Mechanism of G-protein linked receptor signaling Water-soluble hormones cannot diffuse through the cell membrane. These hormones must bind to a surface cell-membrane receptor. The receptor then initiates a cell-signaling pathway within the cell involving G- proteins, adenylyl cyclase, the secondary messenger cyclic AMP (cAMP), and protein kinases. In the final step, these protein kinases phosphorylate proteins in the cytoplasm. This activates proteins in the cell that carry out the changes specified by the hormone. Examples of hormones that use cAMP as a second messenger include calcitonin, which is important for bone construction and regulating blood calcium levels; glucagon, which plays a role in blood glucose levels; and thyroid-stimulating hormone, which causes the release of T3 and T4 from the thyroid gland.

Figure 17.5 Binding of Water-Soluble Hormones Water-soluble hormones cannot diffuse through the cell membrane.
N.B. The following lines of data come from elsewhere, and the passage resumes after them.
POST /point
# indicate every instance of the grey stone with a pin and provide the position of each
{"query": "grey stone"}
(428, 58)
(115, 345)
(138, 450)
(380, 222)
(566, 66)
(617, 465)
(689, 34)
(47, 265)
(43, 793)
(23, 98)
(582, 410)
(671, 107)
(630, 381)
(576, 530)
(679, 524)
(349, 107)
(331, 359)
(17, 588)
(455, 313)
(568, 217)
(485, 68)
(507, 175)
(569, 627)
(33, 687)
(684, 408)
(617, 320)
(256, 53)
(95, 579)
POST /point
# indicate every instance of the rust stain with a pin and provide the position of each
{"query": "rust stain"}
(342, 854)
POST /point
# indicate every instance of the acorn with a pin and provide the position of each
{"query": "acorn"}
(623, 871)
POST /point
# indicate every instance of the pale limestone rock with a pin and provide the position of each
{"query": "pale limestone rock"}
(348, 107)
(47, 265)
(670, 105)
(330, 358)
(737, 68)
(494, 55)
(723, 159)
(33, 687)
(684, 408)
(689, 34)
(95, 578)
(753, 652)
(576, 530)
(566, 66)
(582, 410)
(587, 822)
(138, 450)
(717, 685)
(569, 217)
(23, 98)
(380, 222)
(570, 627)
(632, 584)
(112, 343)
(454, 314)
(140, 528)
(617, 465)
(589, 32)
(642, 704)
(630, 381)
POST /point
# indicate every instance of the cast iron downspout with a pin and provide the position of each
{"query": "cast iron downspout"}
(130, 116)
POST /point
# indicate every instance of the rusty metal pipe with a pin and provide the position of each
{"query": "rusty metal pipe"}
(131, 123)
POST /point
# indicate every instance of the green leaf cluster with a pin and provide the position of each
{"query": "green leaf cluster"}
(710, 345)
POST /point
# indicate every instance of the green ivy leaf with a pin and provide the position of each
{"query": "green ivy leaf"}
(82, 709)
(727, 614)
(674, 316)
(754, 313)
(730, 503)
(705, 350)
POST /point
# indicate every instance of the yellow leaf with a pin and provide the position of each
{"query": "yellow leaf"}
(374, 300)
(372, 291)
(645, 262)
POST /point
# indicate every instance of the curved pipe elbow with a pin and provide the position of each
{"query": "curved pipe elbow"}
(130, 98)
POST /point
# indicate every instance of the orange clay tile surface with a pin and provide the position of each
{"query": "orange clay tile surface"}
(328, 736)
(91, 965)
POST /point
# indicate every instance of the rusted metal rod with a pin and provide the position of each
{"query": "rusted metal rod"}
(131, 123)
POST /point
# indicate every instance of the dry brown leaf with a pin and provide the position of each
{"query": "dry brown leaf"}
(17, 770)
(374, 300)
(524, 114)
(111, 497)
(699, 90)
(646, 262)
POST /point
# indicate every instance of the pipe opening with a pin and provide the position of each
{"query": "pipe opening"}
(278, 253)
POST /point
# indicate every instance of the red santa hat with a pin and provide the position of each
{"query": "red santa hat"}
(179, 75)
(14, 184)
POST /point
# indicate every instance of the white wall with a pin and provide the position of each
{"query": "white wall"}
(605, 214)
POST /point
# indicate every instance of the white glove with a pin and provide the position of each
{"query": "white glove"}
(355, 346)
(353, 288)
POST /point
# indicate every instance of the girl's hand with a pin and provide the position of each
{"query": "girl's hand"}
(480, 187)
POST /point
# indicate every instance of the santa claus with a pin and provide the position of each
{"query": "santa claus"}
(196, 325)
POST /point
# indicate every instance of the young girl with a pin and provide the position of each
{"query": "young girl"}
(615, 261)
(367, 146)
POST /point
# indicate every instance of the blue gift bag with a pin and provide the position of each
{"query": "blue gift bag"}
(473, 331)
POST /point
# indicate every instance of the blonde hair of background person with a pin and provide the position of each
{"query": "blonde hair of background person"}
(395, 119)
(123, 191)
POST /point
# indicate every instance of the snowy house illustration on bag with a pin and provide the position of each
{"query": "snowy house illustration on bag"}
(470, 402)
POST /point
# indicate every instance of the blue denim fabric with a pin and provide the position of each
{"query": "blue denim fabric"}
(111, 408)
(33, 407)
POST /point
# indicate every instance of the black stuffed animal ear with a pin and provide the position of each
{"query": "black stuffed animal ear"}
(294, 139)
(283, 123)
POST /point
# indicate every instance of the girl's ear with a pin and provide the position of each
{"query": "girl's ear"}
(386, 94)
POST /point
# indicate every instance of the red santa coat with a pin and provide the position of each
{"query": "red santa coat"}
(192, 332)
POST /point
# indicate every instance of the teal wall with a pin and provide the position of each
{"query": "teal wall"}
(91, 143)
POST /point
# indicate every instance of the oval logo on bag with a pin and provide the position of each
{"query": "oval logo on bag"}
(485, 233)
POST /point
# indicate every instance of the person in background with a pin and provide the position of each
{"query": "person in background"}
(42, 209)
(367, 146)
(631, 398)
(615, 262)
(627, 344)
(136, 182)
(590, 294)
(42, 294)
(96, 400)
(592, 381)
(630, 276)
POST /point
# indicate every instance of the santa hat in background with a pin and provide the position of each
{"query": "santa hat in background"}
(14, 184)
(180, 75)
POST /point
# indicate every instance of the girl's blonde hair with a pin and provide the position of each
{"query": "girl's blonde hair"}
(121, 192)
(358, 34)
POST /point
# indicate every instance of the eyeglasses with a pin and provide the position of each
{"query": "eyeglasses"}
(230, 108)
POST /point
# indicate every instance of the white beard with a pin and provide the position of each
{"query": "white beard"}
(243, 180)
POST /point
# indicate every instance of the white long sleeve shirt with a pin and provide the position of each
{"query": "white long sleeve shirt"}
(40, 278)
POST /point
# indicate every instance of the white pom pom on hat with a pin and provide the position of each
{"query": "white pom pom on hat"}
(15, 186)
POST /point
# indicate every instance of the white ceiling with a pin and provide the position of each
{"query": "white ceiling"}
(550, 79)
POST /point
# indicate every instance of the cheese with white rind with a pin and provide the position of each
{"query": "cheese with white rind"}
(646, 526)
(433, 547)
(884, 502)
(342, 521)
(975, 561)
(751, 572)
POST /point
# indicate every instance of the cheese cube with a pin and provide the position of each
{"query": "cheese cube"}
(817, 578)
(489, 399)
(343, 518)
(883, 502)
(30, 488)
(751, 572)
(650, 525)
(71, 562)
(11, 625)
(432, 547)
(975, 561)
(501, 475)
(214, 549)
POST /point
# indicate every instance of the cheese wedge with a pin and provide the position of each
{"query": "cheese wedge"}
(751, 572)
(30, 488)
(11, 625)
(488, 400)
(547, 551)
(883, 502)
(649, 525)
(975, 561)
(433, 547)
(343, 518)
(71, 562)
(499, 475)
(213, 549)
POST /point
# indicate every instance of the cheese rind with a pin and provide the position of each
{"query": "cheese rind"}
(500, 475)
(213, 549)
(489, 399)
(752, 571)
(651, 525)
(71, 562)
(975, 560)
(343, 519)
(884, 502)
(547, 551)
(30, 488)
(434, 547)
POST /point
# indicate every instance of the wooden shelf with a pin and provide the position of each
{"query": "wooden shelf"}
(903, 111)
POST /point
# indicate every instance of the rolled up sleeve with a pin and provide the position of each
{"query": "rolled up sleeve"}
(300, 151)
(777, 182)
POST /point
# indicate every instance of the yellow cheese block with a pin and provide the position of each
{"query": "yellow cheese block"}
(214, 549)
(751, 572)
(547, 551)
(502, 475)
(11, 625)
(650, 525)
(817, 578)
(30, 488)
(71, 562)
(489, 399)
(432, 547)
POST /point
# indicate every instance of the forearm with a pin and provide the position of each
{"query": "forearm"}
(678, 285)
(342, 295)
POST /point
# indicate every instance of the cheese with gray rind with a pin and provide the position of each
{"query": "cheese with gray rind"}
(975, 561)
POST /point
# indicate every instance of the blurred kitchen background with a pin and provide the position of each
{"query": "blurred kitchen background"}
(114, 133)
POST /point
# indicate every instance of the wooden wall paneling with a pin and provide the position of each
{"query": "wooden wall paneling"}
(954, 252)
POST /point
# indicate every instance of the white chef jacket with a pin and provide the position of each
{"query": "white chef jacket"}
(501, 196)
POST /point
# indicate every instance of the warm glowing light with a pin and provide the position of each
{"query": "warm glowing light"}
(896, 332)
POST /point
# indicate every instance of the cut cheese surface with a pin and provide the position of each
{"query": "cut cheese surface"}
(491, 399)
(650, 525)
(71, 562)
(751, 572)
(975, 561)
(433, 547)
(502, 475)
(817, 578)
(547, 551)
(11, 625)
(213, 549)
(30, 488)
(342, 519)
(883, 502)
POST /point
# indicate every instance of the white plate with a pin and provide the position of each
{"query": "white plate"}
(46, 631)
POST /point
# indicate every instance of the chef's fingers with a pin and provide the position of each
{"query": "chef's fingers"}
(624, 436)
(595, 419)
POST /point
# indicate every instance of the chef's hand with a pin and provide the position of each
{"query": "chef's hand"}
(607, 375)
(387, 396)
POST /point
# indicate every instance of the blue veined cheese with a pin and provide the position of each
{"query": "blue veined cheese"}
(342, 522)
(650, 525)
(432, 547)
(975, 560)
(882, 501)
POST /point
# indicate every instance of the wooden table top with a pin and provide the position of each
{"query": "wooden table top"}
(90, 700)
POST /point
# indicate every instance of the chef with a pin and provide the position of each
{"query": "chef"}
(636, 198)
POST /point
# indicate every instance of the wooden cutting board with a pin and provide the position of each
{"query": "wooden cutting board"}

These hormones must bind to a surface cell-membrane receptor. The receptor then initiates a cell-signaling pathway within the cell involving G proteins, adenylyl cyclase, the secondary messenger cyclic AMP (cAMP), and protein kinases. In the final step, these protein kinases phosphorylate proteins in the cytoplasm. This activates proteins in the cell that carry out the changes specified by the hormone.

Lecture summary Cells typically receive signals in chemical form via various signaling molecules. When a signaling molecule joins with an appropriate receptor on a cell surface, this binding triggers a chain of events that not only carries the signal to the cell interior, but amplifies it as well. Cells can also send signaling molecules to other cells. Some of these chemical signals — including neurotransmitters — travel only a short distance, but others must go much farther to reach their targets. G-proteins are a family of proteins that act as molecular switches inside cells, and are involved in transmitting signals from a variety of stimuli outside a cell to its interior. G-proteins have a vast array of functions and are important for many cellular activities; one of which being cell signaling and cell communication.